Solved: Weird interaction with subroutine arguments

John_S_9 · ‎05-17-2018

I don't know if this a bug or a feature or what but it's pretty sneaky and a really dangerous one.

Example:
program test_program
     implicit none
     real(8), dimension(2):: x

     x=1
     print*,x
     call subroutine sub1(x,x)
     print*, x

end program test_program

[On another module]

subroutine sub1(argIN, argOUT)
     implicit none
     real(8), dimension(2), intent(in):: argIN
     real(8), dimension(2), intent(out):: argOUT


     argOUT(1)=argIN(1)+argIN(2)
     argOUT(2)=argIN(1)+argIN(2) !The exact same as the previous line, only assigned to argOUT(2)
end subroutine test_sub

This program, you'd expect to print:
1.0000 1.0000 !For the old x
2.0000 2.0000 !For the x after the call of the subroutine

But instead, it prints:
1.0000 1.0000
2.0000 3.0000

Also, if you put a "print*, argOUT" command in the subroutine just between the declarations and the rest of the body it will even print "1.0000 1.0000", even though the argOUT hasn't been assigned any value yet.

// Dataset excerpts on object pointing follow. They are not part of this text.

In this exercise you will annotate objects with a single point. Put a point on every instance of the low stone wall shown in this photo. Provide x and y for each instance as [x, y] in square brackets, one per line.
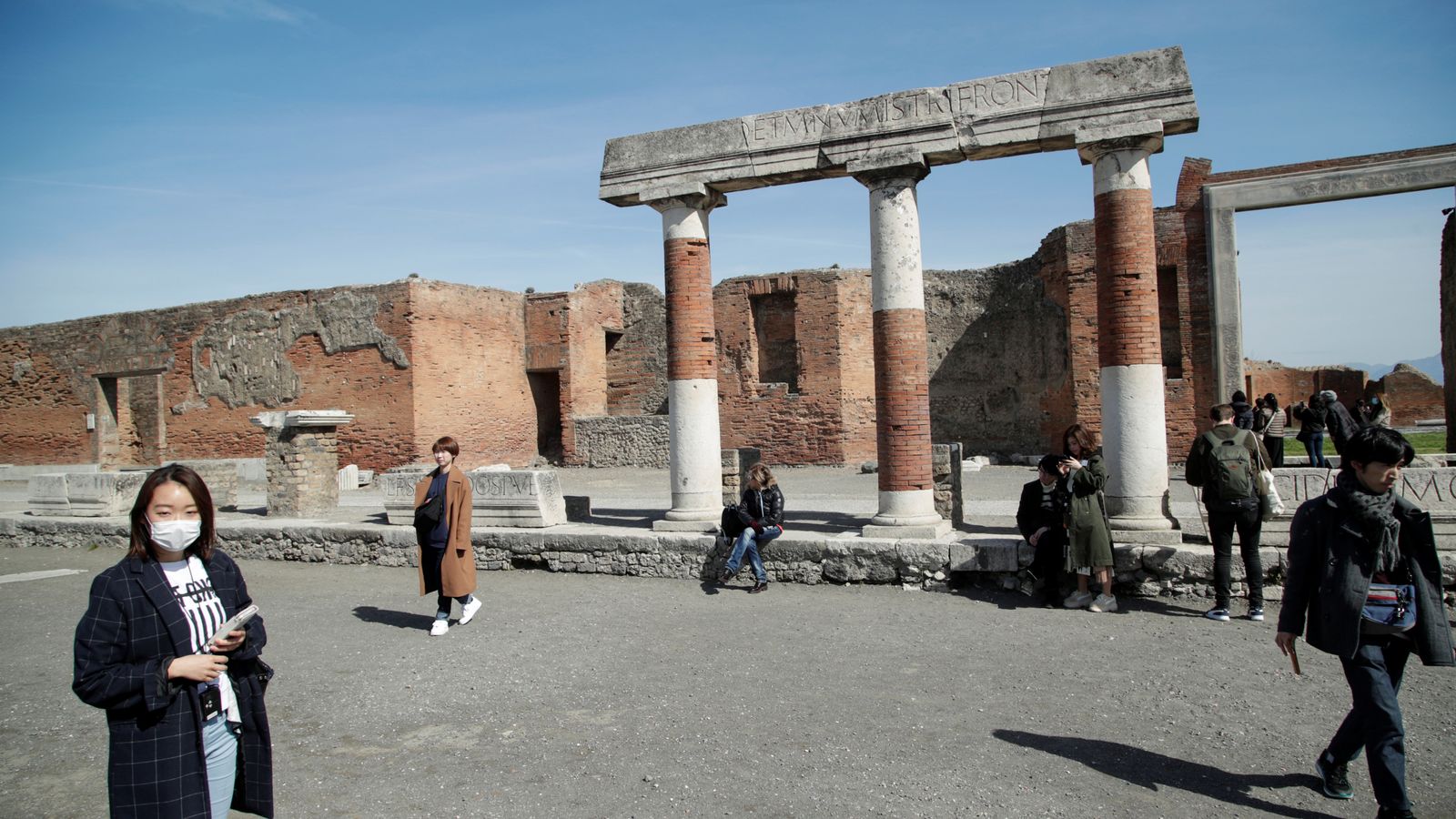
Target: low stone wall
[1179, 571]
[622, 440]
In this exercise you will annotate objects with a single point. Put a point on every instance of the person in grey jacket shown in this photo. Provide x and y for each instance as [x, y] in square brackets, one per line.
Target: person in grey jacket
[1358, 533]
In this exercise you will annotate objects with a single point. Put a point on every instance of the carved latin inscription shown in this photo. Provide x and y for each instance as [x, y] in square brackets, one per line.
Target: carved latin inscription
[932, 106]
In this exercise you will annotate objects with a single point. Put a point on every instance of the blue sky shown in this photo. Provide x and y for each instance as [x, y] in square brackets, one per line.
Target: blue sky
[160, 152]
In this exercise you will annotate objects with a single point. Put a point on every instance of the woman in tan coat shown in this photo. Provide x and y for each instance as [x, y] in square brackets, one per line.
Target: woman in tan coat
[443, 528]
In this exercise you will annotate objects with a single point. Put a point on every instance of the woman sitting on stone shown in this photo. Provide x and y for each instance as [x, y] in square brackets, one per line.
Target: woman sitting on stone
[1089, 538]
[761, 511]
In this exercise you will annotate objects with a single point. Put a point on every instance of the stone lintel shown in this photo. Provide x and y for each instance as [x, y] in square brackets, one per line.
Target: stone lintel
[302, 419]
[684, 194]
[1147, 136]
[1012, 114]
[888, 165]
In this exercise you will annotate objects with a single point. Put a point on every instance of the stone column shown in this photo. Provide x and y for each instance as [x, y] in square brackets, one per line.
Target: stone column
[695, 464]
[1135, 428]
[303, 460]
[902, 373]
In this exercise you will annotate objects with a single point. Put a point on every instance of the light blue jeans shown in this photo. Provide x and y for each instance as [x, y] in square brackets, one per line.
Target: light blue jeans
[220, 753]
[747, 544]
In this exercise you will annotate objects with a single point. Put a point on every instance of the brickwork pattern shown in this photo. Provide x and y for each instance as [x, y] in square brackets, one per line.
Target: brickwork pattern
[691, 334]
[1127, 278]
[1449, 327]
[902, 401]
[303, 465]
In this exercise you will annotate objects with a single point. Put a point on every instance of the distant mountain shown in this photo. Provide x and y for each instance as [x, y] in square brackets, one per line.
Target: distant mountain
[1431, 366]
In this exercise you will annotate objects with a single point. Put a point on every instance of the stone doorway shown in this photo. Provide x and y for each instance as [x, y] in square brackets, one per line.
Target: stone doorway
[546, 394]
[130, 420]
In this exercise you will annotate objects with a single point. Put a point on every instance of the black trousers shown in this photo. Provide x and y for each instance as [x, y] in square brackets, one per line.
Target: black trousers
[1223, 519]
[1052, 554]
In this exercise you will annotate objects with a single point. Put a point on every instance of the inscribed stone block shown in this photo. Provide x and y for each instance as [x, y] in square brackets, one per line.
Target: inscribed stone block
[524, 497]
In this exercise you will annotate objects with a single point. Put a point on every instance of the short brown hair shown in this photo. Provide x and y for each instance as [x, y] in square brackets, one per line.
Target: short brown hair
[761, 477]
[193, 482]
[1082, 436]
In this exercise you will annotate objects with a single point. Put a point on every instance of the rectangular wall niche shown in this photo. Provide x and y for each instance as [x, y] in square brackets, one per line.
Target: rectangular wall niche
[1168, 321]
[775, 331]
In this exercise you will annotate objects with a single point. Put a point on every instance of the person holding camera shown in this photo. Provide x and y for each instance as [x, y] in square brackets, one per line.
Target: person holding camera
[1365, 584]
[184, 698]
[1227, 462]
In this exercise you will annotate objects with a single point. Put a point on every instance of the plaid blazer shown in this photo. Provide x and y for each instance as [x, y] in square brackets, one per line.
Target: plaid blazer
[131, 627]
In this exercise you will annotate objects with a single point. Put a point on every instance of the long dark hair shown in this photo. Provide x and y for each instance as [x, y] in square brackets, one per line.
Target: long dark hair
[194, 484]
[1084, 439]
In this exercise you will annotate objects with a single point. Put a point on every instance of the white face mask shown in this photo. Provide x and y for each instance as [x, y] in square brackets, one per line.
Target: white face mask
[175, 535]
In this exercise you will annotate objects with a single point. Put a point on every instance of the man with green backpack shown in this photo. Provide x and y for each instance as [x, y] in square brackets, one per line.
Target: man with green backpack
[1227, 462]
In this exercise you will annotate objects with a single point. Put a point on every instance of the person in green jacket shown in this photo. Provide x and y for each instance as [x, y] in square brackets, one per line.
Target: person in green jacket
[1089, 538]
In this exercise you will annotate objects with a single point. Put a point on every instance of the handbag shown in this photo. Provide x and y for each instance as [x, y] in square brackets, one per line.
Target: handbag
[1270, 504]
[1390, 605]
[429, 513]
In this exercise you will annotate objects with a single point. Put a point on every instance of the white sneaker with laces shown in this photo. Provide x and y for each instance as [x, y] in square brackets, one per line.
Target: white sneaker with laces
[1077, 601]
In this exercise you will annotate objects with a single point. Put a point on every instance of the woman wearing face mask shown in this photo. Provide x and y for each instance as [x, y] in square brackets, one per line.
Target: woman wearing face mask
[184, 704]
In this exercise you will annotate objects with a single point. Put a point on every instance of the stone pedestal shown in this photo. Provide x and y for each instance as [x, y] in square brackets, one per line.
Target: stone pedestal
[692, 370]
[1135, 428]
[302, 458]
[902, 372]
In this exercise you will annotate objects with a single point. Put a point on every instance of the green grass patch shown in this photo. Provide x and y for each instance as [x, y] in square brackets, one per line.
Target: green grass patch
[1423, 442]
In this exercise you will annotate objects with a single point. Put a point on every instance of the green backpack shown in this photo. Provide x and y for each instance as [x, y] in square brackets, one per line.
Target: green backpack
[1230, 467]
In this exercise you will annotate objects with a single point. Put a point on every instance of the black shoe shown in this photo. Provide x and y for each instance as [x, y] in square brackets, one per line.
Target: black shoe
[1334, 778]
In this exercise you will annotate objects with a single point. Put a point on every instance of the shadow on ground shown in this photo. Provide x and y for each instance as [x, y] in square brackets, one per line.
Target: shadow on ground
[398, 620]
[1148, 770]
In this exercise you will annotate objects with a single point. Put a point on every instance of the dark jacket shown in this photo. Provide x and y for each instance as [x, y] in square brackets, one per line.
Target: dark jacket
[1031, 516]
[131, 629]
[1200, 458]
[1330, 569]
[763, 508]
[1310, 419]
[1341, 426]
[1242, 414]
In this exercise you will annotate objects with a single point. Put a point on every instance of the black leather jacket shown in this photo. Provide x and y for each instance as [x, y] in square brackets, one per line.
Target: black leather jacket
[1330, 567]
[763, 508]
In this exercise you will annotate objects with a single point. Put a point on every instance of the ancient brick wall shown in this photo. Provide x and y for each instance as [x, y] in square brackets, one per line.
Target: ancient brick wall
[819, 413]
[182, 382]
[1411, 395]
[1298, 383]
[637, 363]
[470, 361]
[997, 346]
[1449, 327]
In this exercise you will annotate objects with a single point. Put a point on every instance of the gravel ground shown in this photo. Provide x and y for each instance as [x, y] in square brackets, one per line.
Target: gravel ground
[592, 695]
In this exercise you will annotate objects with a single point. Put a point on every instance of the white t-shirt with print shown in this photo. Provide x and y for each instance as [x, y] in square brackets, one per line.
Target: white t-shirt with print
[204, 612]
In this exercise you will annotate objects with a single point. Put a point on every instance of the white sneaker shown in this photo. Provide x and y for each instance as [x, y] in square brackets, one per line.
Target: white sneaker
[1077, 601]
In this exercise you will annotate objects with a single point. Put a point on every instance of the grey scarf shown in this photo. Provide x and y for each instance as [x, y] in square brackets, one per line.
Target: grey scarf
[1373, 515]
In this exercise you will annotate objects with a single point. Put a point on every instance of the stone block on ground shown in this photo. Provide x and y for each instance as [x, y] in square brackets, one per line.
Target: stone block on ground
[524, 497]
[47, 496]
[104, 494]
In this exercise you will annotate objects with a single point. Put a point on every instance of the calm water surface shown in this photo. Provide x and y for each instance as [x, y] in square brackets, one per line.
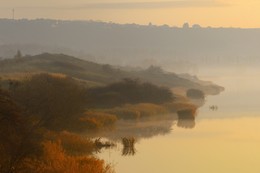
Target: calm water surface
[222, 141]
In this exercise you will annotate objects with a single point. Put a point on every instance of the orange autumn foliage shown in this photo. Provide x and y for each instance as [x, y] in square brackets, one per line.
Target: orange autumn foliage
[55, 160]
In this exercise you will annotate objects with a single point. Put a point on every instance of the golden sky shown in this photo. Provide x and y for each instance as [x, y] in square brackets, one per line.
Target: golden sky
[215, 13]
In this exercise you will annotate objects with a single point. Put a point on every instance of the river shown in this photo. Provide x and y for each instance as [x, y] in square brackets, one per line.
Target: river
[225, 140]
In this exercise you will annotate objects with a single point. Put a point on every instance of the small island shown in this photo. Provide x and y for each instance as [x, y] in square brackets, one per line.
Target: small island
[53, 105]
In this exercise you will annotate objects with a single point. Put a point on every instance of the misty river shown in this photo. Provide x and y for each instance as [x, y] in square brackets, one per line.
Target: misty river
[225, 140]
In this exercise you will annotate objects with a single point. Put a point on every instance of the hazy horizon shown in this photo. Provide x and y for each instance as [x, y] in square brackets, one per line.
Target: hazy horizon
[217, 13]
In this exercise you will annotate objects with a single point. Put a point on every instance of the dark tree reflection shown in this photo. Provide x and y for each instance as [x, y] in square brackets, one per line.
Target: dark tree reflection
[128, 146]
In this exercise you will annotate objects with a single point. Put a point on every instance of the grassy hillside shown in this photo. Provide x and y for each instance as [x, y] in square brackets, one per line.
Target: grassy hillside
[97, 74]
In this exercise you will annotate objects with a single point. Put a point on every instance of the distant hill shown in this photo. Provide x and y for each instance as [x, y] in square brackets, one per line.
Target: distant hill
[97, 74]
[177, 49]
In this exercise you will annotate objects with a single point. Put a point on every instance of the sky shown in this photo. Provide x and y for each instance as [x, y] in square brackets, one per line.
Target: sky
[214, 13]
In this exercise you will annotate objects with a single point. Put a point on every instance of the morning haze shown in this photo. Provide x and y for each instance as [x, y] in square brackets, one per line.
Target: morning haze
[129, 86]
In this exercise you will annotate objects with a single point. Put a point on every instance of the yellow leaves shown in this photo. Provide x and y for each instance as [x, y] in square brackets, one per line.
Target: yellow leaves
[55, 160]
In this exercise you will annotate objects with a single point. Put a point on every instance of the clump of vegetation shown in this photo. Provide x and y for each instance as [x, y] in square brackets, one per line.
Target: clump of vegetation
[26, 146]
[195, 94]
[94, 120]
[54, 100]
[54, 159]
[128, 91]
[137, 111]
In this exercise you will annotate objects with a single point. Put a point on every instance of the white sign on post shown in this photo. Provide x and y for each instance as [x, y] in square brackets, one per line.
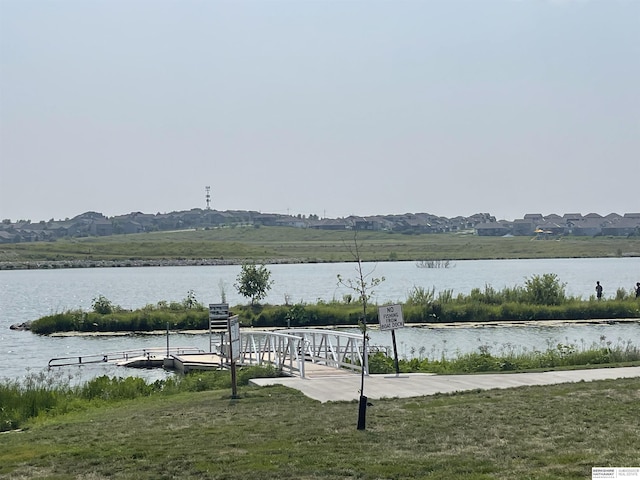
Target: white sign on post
[390, 317]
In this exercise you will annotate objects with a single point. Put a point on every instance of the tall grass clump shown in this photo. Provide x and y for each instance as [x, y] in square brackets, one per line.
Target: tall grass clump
[509, 359]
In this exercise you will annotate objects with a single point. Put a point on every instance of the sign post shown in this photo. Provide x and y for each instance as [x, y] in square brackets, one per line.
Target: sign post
[390, 318]
[234, 351]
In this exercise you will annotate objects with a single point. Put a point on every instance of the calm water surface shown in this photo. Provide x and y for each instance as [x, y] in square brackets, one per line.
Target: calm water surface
[30, 294]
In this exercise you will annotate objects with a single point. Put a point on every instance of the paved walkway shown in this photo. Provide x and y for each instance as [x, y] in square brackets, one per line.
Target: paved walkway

So basically, if you do it that way (use the same variable for both of the arguments) the IN and the OUT arguments inside the subroutine are implicitly linked (argIN=argOUT) for no apparent reason.

The solution is of course easy. You either use different variables in the call statement or you use an intermediate variable in the subroutine as a buffer for the in argument (e.g temp=argIN(1) and then use temp). But unless, you know this quirkiness then you won't even think to implement the solution.

Is this intended? Is this a bug? Why dosen't the compiler at least show a warning?

Compiler: Intel(R) Visual Fortran Compiler 18.0.1.156

mecej4 · ‎05-17-2018

John S. wrote:
So basically, if you do it that way (use the same variable for both of the arguments) the IN and the OUT arguments inside the subroutine are implicitly linked (argIN=argOUT) for no apparent reason.

This argument is incorrect. After compiling the arguments are converted to machine addresses. The two arguments are not "implicitly linked"; they are identical! The subroutine behaves as if you had written

subroutine sub1(arg)
   implicit none
   real(8), dimension(2), intent(in out):: arg

   arg(1)=arg(1)+arg(2)
   arg(2)=arg(1)+arg(2)
 end subroutine sub1

or, if optimization is turned on, as

subroutine sub1(arg)
   implicit none
   real(8), dimension(2), intent(in out):: arg
   real(8) :: v

   v=arg(1)+arg(2)
   arg(1) = v
   arg(2) = v
 end subroutine sub1

Here is the 32-bit machine code of the subroutine of the original post, with my comments added:

_SUB1:
  000000E0: 55                 push        ebp
  000000E1: 8B EC              mov         ebp,esp
  000000E3: 8B 45 08           mov         eax,dword ptr [ebp+8]
  000000E6: 8B 55 0C           mov         edx,dword ptr [ebp+0Ch]     ; eax and edx contain the same value
  000000E9: F2 0F 10 00        movsd       xmm0,mmword ptr [eax]       ; load arg(1)
  000000ED: F2 0F 58 40 08     addsd       xmm0,mmword ptr [eax+8]     ; add arg(2)
  000000F2: F2 0F 11 02        movsd       mmword ptr [edx],xmm0       ; store into arg(1)
  000000F6: F2 0F 11 42 08     movsd       mmword ptr [edx+8],xmm0     ; store into arg(2)
  000000FB: 8B E5              mov         esp,ebp
  000000FD: 5D                 pop         ebp
  000000FE: C3                 ret

You can observe the effect of the overlap in the debugger, as well (see attached screenshot). Place a breakpoint at the first executable statement in the subroutine. When that is reached, observe the values of the argument variables. Step over the statement, and observe that ARGIN(1) changed. Note also that ARGIN and ARGOUT have the same address.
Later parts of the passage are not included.